En el cuartito del medio de la casita de mi abuela Isabel, estaba pagando mi pena. La siesta –que no disfruté hasta pasados mis cuarenta años- era interminable. Por eso me dirigí a una vieja biblioteca de roble, con vidrio transparente y una llave más bien pequeña a su frente. Su vetusta figura amarronada se encontraba acodada en la pared opuesta de mi cama. Allí reposaban aburridos los libros que de niño y de joven, habían sido leídos por mi padre.
Me miraban. Me invitaban. Algunos tenían tristeza, más bien desarraigo por falta de atención. Empecé a leer sus lomos. Dostoies… muy largo. Y complejo. Borges, lindo pero simplón. Me detuve frente a un nombre extrañísimo. Rudyard. No me lo podía imaginar jugando un picadito futbolero y que alguien le dijera; “¡Pasála Rudyard, no seas comilón!” Por ello concluí que en su colegio le debían decir Tito. No obstante esa dificultad inicial en su nombre, su apellido me pareció sincero. Yo iba a clases de inglés, sin mucho ánimo, pero iba…casi siempre. Había aprendido algunos verbos que la profesora nos hacía repetir como papagayos. Dan-cing. Ru-nning. Li-ving. Ergo, Ki-pling era auténtico. Tomé un añoso ejemplar del “Libro de las tierras vírgenes". Una joya. Al toque me hice amigo de Mowgli, de Baloo y de Bagheera. Lo leí no menos de tres veces durante mi condena.
Uno de mis capítulos preferido era el sexto. El de los dholes.
Los dholes del Dekkan, los perros asesinos vestidos de pelambre rojizo. Se movían en manadas color de sangre. Francotiradores que se escondían para emboscar a sus víctimas. Los que aullaban de furia. La ira los animaba; se enceguecían y acometían contra todo. De feroces quijadas, más pequeños que un lobo, pero temibles. Arrasaban con su odio todas las especies, incluso se atrevían a enfrentar a un tigre.
Muchos pensaran que mis palabras están ancladas a las vivencias literarias de un niño.
Se equivocan. Los Dholes están en nosotros. Convivimos a diario con ellos.

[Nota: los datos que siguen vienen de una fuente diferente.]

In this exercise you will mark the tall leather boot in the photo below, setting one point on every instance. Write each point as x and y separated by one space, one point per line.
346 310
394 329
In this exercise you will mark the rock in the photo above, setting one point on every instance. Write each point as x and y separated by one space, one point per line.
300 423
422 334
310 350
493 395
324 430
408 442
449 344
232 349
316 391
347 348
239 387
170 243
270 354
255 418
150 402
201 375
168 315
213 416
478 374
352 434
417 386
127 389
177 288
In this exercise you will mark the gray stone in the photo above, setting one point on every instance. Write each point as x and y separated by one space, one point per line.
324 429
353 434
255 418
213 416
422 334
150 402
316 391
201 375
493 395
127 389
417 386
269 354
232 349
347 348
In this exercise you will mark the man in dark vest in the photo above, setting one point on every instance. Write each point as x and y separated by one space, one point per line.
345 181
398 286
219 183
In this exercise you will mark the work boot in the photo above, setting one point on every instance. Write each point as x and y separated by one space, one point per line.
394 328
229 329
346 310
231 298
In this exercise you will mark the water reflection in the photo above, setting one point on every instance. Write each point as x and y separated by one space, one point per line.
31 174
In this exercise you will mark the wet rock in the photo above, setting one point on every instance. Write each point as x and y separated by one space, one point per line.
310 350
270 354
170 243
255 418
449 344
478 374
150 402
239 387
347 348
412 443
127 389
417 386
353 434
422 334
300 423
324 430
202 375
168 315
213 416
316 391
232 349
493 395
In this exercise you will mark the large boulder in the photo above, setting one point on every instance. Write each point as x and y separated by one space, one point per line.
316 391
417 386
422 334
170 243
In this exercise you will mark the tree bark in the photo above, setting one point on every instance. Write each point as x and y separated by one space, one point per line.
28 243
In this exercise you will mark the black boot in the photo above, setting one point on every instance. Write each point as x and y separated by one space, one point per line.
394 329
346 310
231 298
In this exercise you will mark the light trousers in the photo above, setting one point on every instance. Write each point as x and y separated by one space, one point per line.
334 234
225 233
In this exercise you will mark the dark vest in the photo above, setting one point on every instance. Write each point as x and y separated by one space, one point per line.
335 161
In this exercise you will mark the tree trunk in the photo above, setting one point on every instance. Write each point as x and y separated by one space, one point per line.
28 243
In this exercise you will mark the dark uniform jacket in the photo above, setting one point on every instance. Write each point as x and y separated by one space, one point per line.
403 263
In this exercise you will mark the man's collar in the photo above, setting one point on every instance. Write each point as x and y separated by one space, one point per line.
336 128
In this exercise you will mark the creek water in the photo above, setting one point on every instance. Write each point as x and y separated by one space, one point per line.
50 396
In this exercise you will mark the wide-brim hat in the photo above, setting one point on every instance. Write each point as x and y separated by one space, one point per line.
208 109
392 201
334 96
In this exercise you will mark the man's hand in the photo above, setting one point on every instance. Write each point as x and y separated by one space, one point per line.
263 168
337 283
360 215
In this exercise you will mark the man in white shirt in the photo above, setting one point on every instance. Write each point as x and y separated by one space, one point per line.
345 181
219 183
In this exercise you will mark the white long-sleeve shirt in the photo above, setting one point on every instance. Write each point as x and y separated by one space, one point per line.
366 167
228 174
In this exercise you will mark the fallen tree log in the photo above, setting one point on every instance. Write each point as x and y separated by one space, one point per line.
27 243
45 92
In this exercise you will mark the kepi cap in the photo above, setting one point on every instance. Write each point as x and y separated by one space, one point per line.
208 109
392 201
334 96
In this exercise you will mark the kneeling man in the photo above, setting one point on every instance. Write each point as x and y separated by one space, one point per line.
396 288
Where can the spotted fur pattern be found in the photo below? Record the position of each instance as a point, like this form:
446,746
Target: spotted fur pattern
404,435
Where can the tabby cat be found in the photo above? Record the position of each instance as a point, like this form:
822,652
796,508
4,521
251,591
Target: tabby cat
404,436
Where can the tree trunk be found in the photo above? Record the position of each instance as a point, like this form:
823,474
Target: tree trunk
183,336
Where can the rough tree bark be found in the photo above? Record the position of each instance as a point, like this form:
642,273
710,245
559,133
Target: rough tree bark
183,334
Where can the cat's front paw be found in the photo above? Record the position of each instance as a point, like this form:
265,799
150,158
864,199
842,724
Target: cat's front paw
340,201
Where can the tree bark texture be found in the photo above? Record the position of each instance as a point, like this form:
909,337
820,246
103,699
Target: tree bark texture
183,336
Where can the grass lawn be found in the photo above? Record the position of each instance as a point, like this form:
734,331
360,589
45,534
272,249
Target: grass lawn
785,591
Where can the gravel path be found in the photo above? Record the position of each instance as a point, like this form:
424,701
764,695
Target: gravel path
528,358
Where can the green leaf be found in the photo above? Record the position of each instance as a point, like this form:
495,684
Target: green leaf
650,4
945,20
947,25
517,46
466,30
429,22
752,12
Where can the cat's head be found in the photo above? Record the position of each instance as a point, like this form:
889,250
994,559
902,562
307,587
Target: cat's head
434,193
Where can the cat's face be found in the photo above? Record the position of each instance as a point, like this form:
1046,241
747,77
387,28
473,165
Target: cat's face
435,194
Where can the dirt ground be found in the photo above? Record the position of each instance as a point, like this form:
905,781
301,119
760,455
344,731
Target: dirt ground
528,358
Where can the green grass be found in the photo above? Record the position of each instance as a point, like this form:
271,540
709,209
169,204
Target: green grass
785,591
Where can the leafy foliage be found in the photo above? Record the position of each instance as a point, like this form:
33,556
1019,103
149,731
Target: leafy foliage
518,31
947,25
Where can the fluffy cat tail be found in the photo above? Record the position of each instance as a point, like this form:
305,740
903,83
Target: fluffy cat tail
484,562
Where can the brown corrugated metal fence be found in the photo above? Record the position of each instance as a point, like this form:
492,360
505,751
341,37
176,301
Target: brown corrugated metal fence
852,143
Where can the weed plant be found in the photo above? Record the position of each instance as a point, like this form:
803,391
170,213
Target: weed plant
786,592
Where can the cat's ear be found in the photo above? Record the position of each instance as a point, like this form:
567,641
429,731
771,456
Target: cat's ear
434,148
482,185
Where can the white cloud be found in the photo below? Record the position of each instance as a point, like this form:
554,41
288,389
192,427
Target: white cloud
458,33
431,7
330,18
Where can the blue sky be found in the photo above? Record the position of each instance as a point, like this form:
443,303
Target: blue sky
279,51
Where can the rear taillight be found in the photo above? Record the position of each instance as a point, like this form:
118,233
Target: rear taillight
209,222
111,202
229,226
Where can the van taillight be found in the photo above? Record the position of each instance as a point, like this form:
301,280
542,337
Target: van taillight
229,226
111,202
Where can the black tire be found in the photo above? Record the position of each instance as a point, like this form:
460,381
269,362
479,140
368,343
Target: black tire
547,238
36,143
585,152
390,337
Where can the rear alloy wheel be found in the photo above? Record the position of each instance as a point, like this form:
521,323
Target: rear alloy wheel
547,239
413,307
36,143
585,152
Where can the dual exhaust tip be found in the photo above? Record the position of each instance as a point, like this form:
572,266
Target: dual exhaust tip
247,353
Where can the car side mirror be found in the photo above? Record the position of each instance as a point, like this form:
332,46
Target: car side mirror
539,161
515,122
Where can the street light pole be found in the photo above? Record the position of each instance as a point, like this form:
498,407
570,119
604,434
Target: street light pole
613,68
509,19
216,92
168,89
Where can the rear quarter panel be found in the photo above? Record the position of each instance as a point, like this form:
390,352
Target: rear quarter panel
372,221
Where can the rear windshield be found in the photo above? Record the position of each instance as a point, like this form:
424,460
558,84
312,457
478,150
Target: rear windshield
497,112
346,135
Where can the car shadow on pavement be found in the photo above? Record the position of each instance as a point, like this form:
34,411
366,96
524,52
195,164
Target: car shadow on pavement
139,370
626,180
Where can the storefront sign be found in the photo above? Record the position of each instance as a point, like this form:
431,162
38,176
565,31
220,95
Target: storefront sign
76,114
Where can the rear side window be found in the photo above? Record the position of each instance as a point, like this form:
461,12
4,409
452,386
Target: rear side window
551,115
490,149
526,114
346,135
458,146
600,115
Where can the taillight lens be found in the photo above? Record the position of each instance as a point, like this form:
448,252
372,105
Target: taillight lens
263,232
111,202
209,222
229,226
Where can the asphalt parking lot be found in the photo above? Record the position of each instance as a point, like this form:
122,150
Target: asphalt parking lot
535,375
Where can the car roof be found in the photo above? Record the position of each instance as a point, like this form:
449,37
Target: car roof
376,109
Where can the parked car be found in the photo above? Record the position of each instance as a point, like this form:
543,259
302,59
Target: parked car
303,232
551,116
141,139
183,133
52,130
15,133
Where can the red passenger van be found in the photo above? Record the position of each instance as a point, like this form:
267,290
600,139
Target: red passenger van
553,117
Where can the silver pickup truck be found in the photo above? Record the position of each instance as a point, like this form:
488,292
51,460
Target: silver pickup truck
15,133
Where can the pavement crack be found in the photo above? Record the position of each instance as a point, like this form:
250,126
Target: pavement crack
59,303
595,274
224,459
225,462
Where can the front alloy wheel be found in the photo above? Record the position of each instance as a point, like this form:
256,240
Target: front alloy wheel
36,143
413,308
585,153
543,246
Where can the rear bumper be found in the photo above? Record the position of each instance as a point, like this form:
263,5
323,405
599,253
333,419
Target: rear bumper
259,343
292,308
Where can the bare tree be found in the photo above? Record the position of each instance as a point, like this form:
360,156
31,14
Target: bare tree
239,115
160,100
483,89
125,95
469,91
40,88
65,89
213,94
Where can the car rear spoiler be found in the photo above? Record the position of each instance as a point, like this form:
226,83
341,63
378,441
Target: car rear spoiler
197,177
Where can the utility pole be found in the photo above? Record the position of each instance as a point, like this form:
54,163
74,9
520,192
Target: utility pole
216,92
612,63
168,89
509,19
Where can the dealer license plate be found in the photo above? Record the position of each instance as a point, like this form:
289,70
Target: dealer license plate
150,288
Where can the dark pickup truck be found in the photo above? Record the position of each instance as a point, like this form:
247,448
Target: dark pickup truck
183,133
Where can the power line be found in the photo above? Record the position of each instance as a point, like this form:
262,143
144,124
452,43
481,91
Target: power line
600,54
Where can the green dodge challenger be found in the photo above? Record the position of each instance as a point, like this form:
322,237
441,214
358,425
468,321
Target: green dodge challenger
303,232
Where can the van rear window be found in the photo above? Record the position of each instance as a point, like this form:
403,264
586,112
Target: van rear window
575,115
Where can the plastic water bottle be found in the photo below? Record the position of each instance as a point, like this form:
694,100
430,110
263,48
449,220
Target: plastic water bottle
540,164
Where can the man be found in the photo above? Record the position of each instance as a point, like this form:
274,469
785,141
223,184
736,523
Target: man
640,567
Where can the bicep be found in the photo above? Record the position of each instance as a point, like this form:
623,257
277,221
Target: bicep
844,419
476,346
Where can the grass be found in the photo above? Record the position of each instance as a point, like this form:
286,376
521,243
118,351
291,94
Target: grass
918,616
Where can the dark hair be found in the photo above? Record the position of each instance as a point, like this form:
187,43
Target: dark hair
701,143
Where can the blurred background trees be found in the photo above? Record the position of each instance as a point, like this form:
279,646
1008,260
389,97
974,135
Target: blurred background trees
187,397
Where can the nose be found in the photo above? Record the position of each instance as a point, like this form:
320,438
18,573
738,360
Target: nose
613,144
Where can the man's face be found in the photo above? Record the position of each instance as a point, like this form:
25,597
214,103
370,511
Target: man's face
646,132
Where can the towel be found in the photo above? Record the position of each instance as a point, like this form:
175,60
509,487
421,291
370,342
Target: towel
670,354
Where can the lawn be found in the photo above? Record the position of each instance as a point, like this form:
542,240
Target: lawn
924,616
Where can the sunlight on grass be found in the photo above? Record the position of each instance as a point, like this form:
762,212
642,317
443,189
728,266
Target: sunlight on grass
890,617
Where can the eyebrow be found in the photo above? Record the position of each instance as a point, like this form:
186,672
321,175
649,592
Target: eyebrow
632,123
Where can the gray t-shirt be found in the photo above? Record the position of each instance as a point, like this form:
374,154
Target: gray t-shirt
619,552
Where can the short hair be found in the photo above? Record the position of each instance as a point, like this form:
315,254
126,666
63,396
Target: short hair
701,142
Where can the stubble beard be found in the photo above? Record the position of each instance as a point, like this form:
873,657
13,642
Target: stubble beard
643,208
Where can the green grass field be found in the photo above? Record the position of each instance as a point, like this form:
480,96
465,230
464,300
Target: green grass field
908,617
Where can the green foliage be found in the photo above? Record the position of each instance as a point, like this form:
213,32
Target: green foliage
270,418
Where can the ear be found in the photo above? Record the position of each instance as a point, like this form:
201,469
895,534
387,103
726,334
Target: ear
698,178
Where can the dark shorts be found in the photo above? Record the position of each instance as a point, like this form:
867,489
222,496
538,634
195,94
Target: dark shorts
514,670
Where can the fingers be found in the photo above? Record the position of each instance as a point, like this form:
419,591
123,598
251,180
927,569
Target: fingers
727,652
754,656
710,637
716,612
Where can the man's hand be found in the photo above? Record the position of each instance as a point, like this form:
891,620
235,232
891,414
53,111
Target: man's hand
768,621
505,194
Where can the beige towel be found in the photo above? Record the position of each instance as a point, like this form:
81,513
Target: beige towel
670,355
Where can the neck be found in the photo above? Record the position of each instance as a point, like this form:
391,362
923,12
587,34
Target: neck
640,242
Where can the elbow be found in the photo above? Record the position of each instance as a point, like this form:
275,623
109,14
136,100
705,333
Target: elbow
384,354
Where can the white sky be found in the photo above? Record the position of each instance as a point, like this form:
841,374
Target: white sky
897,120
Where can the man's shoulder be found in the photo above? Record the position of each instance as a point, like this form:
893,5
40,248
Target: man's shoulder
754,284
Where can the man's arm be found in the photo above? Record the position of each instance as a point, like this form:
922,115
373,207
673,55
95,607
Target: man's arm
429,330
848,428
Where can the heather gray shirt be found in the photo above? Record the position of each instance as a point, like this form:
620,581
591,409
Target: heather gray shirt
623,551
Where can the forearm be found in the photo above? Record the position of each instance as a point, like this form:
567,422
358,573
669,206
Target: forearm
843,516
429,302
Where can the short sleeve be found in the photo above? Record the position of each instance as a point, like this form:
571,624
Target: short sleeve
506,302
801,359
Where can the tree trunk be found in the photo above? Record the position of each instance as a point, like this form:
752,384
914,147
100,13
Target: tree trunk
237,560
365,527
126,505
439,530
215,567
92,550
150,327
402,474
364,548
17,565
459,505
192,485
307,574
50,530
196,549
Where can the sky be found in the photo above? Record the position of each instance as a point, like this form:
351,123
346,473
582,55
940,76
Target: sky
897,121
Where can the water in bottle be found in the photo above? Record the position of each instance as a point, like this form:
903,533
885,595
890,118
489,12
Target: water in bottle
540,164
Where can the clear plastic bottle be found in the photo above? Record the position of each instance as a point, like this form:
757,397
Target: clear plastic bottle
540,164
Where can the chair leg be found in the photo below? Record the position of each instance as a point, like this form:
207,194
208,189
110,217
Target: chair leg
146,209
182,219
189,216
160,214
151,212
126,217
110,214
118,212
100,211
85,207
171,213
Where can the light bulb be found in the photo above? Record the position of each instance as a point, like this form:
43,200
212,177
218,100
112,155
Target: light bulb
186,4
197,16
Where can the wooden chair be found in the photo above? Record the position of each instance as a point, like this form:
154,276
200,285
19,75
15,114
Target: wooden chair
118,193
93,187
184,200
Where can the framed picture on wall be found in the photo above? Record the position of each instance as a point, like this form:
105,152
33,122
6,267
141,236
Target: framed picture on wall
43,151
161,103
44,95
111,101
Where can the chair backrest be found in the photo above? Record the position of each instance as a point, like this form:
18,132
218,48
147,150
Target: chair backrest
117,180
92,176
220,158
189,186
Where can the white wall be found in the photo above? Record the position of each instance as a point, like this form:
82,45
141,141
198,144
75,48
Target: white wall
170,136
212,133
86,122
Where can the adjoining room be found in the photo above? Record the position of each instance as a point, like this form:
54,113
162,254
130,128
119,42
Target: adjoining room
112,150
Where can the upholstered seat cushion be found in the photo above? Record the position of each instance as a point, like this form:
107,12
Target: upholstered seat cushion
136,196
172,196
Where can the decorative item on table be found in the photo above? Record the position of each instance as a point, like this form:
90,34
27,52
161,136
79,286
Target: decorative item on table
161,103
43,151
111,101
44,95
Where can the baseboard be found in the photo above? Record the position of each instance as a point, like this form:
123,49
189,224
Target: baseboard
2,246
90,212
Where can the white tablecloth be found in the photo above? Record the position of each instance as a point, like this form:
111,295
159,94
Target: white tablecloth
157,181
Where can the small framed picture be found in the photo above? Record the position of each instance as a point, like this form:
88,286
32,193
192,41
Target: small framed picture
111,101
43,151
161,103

Hay Dholes en la política internacional siempre dispuestos a hincar sus fauces en otras especies arrasando territorios con miles de inocentes. Otros emboscan a las instituciones, a la libertad de prensa y de opinión; muerden a rabiar a las elecciones y a la República. ¡Cuidado! en la jungla de la política local subsisten cánidos de todos los pelos, que devoran el Tesoro Nacional, no cumplen con sus obligaciones y se mastican a su electorado. En muchas tribunas futboleras, están también estos jaros salvajes que no van a hinchar por nada más que el odio, cobrando vidas inocentes con sus salvajadas. Los hay en nuestros trabajos aguardando una oportunidad si alguien se descuida. ¡Ni qué decir en las lides del amor! siempre hay un dhole dispuesto a consolar a una víctima... para luego devorarle su corazón.
El tema es cómo enfrentarlos. Mowgli primero hizo enojar sin retorno a su líder para luego emboscarlos y derrotarlos junto con la ayuda de su pueblo lobuno. El maestro Kipling me lo contaba así; “Por último, enfurecido hasta lo indecible, saltó el animal a más de dos metros desde el nivel del suelo” Luego, Mowgli lo tomó del pescuezo en el aire; “... y, pulgada a pulgada, levantó a la bestia que colgaba de su mano como un chacal ahogado. Con la mano izquierda asió su cuchillo y cortó la roja y peluda cola y arrojó después al suelo al dhole.”
Esa sigue siendo la receta.
No hay nada mejor para derrotar a un dhole que tomar su cola de odio, envidia y desamor y cortársela con el cuchillo bien afilado de la dignidad.